There’s no doubt – running makes you feel great. If you suffer from anxiety, you may already be running to help you think more clearly and get out of your head.
I’ve written about the post-run rush on my blog many times and it’s one of the reasons I love running to this day and continue to run a few times a week.
I still remember the moment I crossed the finish line of my first half marathon so clearly and how amazing it made me feel (despite the sore legs and blisters on my feet).
The endorphins running through my body felt electric and in that moment I forgot about all my day to day worries.
A lot of runners joke about how running literally helps them run away from their problems.
I suppose this is how my love affair with running started all those years ago.
Where it all began
I had just gradated from university and I moved back home with my parents.
I was suddenly back living in a tiny village in the middle of nowhere when I had spent the previous three years living in a huge exciting city.
My life had changed in so many ways in a space of a few months and I didn’t have a plan in terms of where my life was going.
I had spent three months working hard to get my degree, and I didn’t have a ‘respectable’ job go into.
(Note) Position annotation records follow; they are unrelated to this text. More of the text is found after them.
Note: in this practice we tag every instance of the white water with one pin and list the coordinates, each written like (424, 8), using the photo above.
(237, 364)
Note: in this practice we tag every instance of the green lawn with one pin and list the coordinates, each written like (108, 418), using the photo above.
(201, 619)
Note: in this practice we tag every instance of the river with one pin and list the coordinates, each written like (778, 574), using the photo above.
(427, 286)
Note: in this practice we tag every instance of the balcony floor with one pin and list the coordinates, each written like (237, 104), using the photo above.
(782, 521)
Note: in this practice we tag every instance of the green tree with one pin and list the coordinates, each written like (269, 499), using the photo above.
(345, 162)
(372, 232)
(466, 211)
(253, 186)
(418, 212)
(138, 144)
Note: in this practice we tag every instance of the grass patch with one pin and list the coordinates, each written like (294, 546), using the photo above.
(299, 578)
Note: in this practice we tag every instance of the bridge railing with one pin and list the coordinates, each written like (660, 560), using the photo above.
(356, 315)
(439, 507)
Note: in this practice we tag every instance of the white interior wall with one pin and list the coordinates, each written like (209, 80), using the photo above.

I felt ashamed. I felt I had failed. I felt I had lost control.
So I desperately looked for ways to gain back some control.
I knew getting a job would be a longer goal to work towards and I wanted something to preoccupy my time in between working at shifts at Starbucks and being at home with my parents.
So I turned to running.
I remember my very first run so clearly. I felt incredibly self-conscious, hot (not in a good way) and…out of breath!
But despite these feelings, I felt so relieved and empowered! It was a literal breath of fresh air to take me away from my anxious and negative thoughts that were dragging me down each day.
By the end of the run, with the post-run endorphins rushing through my body, I felt I could take on the world.
You’re not alone
And it seems a lot of people view running in the same way. I recently read an article in The Guardian written by Bella Mackie.
Bella is the best-selling author of ‘Jog On: How Running Saved My Life’ in which she writes about her battle with anxiety, OCD, agoraphobia and depression.
A lifetime of anxiety had left Bella unable to cope when her first marriage ended, then she put on some leggings and started jogging.
Although my experience of anxiety and depression was not as severe as Bella’s, I resonate a lot with how she views running.
She views it as a way to gain back some control of her mind and body and combat those feelings of anxiety and negativity.
There’s no surprise then so many of us in the UK and worldwide are taking up running each month.
In this blog post, I’d like to share some of the benefits when it comes to running and how it can help anxiety and reduce its symptoms.
Running is not a substitute for therapy, medication, or medical advice, but it can certainly function as a great way to ease symptoms of anxiety.
And it’s a good place to start.
It helps you to decompress
Running provides a welcome release from the worries and distractions of daily life. By getting outdoors in the fresh air, it takes you away from those daily pressures and allows you to clear your mind of worrying thoughts. I find running to be a good way to clear my head and sort through some of my thoughts. Sometimes just expending some of the nervous energy rushing through my body can make me feel more relaxed.
Related: How to practice mindful running
It improves your mood
Running makes your body release ‘feel-good’ hormones.
Hormones like dopamine, serotonin, endorphins and norepinephrine which contribute to the amazing feel you get during and after a run.
Even walking can contribute to an improved mood.
Moving your body has positive effects on your physical and mental wellbeing.
It adds to the already significant body of research showing that running and other forms of exercise can improve mood and help fight anxiety and depression.
It helps you with your breathing
Regular running has a positive effect on your breathing.
It improves your aerobic fitness and your ability to take in oxygen and use it efficiently.
Meditation is usually a go-to activity in order to control your breathing and relax when anxiety is looming.
The shallow breaths that we often associate with the dreaded panic attacks are usually what makes our anxiety worse.
Running allows you to focus on your breathing and take some well-needed deep breaths.
It helps you get a good night’s sleep
Running and other forms of aerobic exercise help you get a better and longer night’s sleep.
Stress and anxiety are common causes of sleep problems, including trouble falling asleep and sleeping restlessly during the night.
Running requires you to expend energy and helps you feel more tired and ready to rest at the end of the day.
Research indicates that exercise—in particular, regular exercise that’s part of a consistent routine—can help boost sleep duration, in addition to sleep quality.
It helps you feel part of a community
Anxiety can sometimes make you feel alone. As a runner, though, you’re already part of a big community of like-minded people.
Making connections with other runners through running clubs and other groups allows you to build a sense of belonging and togetherness.
Not only is this great for your motivation, it also gives you a good dose of accountability when you’re feeling low and allows you to have a great support network.